With that, dad and my brother headed back to the lean-to.

Ed stomped around some more, all the while mumbling to himself in a loud whisper. When he finally arrived back at the camp he was again cold and hungry.

“Couldn’t find any berries. Moose must have eaten them all.” Again, he was offered and accepted with mumbled thanks the food from the packs of his fellow hunters.

On the third day they agreed it was time for all of them to head back to the tracks to catch the Anchorage-bound train. Ed had had enough being cold and hungry.

They caught the train and after they were settled into their seats my dad asked Ed about his hunting experience in Tennessee and Alaska. His answer was not wholly unexpected.

With his eyes downcast and his voice low, he told them his story. “Pop could do anything. He hunted and fished. He made fires by rubbing sticks or something and ate berries and things. I wasn’t too good at camping so I never went with him. But he’d always go, with his buddies, and always tell me about their trips. Mary and I never went hunting, but she thinks I’ve been going for a lot of years.

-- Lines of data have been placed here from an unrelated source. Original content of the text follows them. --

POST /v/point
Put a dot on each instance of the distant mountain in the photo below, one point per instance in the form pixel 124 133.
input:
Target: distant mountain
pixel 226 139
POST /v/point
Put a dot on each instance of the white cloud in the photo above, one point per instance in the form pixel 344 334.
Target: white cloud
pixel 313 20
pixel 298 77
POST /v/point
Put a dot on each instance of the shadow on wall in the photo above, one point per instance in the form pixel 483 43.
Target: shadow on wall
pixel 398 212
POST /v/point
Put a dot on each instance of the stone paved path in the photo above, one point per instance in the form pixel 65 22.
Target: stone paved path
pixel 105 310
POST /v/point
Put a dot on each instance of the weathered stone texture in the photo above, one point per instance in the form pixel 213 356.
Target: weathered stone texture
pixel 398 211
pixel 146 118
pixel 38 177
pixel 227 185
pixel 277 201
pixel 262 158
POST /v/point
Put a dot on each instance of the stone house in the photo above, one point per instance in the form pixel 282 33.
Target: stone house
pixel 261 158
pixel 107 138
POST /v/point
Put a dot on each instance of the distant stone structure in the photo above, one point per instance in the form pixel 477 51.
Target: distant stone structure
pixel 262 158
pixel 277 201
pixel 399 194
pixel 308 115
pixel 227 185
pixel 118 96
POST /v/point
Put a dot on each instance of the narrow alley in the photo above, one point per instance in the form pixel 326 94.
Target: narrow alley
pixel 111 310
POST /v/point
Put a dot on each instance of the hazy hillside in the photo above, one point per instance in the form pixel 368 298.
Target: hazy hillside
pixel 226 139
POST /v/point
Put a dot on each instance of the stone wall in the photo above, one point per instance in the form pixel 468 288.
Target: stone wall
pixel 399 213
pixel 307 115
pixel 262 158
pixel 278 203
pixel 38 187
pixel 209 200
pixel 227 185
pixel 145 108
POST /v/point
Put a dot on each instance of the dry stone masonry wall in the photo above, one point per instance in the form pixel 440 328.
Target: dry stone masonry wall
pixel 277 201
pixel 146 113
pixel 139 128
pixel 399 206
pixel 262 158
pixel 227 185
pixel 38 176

I bought all the heads and stuffed animals you seen at my place – she thinks I caught them all. I was so sure I could just do all the things Pop had done but none of it worked out.”

He was obviously distressed. My dad wondered if it had ever occurred to Ed that maybe his pop had never been hunting like he’d said, or started a fire without matches, or lived off the land.

Because that’s exactly what it seemed like.











(Photo from author’s collection)

c. 1954-55. Taken with my Kodak box camera, this is Wasilla Lake, as viewed from our

two lots. To left of the view, perhaps a mile away, is the town of Wasilla. To the right,

just several lots away, is the home of the Blacks.